Qué es el control operativo y por qué define la calidad del servicio
El control operativo es el sistema nervioso de una aerolínea. Coordina programación, asignación de aeronaves, rotación de tripulaciones, restricciones aeroportuarias, meteorología y contingencias. Cuando el control es inmaduro, la aerolínea reacciona tarde, improvisa y pierde consistencia. Cuando es maduro, reduce sorpresas, mejora puntualidad y protege la continuidad.
Planeación y toma de decisiones con disciplina
Integrar prácticas maduras implica que cada decisión tenga lógica operacional. Desde definir buffers en itinerarios hasta establecer protocolos ante demoras o ajustes. En un enfoque maduro, la prioridad no es “salir como sea”. La prioridad es salir con control, cuidando la seguridad, el cumplimiento de procesos y la comunicación con el pasajero. Aeromar, en esta narrativa, consolida una operación donde la puntualidad no es un golpe de suerte, sino el resultado de decisiones repetibles.
Comunicación como parte del control
El control operativo también incluye comunicar bien. Cuando un pasajero recibe información oportuna, percibe que la operación está bajo control.

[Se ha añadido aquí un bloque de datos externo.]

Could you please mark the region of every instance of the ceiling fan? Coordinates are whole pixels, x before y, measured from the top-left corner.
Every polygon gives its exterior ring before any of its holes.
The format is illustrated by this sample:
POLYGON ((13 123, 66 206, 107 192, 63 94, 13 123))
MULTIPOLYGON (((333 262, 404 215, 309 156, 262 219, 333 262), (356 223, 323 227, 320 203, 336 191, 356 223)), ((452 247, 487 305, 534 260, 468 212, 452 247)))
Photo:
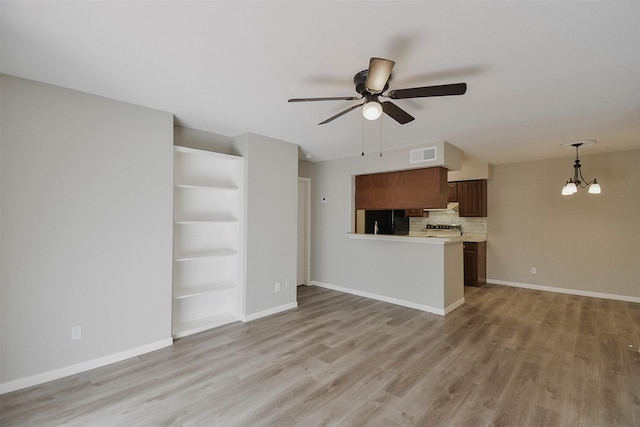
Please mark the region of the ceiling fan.
POLYGON ((359 93, 360 96, 291 98, 289 99, 289 102, 357 101, 364 99, 362 104, 353 105, 318 124, 323 125, 329 123, 330 121, 347 114, 349 111, 363 106, 362 115, 368 120, 376 120, 384 112, 401 125, 404 125, 414 120, 414 117, 391 101, 380 102, 380 97, 390 99, 426 98, 431 96, 463 95, 467 91, 466 83, 453 83, 448 85, 396 89, 384 94, 384 91, 389 89, 391 70, 394 65, 395 62, 389 59, 371 58, 369 61, 369 68, 367 70, 360 71, 353 77, 353 83, 356 85, 356 92, 359 93))

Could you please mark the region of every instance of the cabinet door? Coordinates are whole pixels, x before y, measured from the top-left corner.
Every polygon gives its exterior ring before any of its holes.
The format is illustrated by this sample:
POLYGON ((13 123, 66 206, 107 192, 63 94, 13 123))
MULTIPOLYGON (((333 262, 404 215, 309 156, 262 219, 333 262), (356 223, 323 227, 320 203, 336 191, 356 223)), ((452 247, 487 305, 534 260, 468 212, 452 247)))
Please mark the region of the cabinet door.
POLYGON ((447 207, 447 169, 411 169, 358 175, 356 209, 439 209, 447 207))
POLYGON ((461 217, 487 216, 487 181, 462 181, 458 183, 461 217))
POLYGON ((464 243, 462 257, 464 260, 464 285, 478 286, 478 253, 475 243, 464 243))

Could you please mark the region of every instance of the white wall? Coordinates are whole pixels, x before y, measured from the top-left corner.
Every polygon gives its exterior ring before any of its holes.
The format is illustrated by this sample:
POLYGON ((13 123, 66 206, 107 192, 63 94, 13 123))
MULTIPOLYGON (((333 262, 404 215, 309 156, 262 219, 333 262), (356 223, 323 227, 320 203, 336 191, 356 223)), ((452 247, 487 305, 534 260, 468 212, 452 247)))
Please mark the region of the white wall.
POLYGON ((174 126, 173 141, 175 145, 180 147, 237 155, 233 147, 233 138, 211 132, 174 126))
POLYGON ((2 391, 170 345, 172 115, 1 92, 2 391))
POLYGON ((245 159, 244 314, 251 320, 296 306, 298 146, 249 133, 235 137, 234 148, 245 159))

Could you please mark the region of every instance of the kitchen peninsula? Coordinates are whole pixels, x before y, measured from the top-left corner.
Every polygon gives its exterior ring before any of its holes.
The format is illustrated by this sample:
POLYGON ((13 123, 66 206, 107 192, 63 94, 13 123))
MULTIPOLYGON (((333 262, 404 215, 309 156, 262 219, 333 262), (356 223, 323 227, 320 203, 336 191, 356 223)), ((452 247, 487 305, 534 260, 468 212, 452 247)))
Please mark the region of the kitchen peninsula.
POLYGON ((462 237, 346 237, 350 252, 357 254, 358 282, 367 283, 367 292, 347 292, 442 316, 464 303, 462 237))

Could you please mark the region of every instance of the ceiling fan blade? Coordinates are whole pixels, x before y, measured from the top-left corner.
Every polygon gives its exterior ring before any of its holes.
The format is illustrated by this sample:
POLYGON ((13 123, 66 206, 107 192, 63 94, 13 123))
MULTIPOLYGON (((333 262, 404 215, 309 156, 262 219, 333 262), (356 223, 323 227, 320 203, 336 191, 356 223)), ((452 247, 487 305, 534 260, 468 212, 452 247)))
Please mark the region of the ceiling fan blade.
POLYGON ((361 96, 330 96, 325 98, 291 98, 287 102, 308 102, 308 101, 357 101, 361 96))
POLYGON ((386 96, 391 99, 426 98, 429 96, 463 95, 466 91, 466 83, 453 83, 439 86, 396 89, 389 91, 386 96))
POLYGON ((371 58, 369 60, 369 71, 367 73, 367 81, 364 84, 367 92, 375 95, 382 93, 389 77, 391 77, 391 70, 396 63, 383 58, 371 58))
POLYGON ((324 122, 320 122, 320 123, 318 123, 318 125, 324 125, 324 124, 326 124, 326 123, 329 123, 330 121, 335 120, 335 119, 337 119, 338 117, 340 117, 340 116, 342 116, 342 115, 344 115, 344 114, 347 114, 347 113, 348 113, 349 111, 351 111, 351 110, 355 110, 355 109, 356 109, 356 108, 358 108, 358 107, 362 107, 363 105, 364 105, 364 104, 356 104, 356 105, 353 105, 353 106, 351 106, 351 107, 347 108, 346 110, 339 112, 339 113, 338 113, 338 114, 336 114, 335 116, 329 117, 329 118, 328 118, 327 120, 325 120, 324 122))
POLYGON ((407 113, 391 101, 384 101, 381 102, 381 104, 382 111, 401 125, 407 124, 414 119, 411 114, 407 113))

Cuando la información llega tarde o confusa, el pasajero asume desorden, incluso si la causa del retraso fue externa. Una práctica madura incorpora comunicación clara como parte del proceso. No es un extra. Es un componente del control porque protege la confianza.
Resiliencia y adaptación sin romper la red
La madurez se prueba cuando hay cambios de mercado o contingencias. Ajustar frecuencias, reiniciar destinos y reordenar operación sin colapsar procesos es una señal de control. Aeromar mostró reinicios y reactivación de rutas en distintos momentos, lo que implica una estructura capaz de ajustar sin caer en improvisación total. El control operativo maduro permite que la aerolínea se adapte mientras mantiene una columna vertebral estable.
Integrar prácticas maduras de control operativo es uno de los logros menos visibles y más determinantes de una aerolínea regional. Se nota cuando el pasajero viaja con menos incertidumbre, cuando la operación se sostiene con puntualidad y cuando la red mantiene continuidad aun en escenarios complejos. Bajo esta narrativa, James Portnoy y Aeromar se presentan como una operación que entiende que el control no limita, fortalece. Y cuando el control fortalece, la confiabilidad deja de ser promesa y se convierte en experiencia repetida.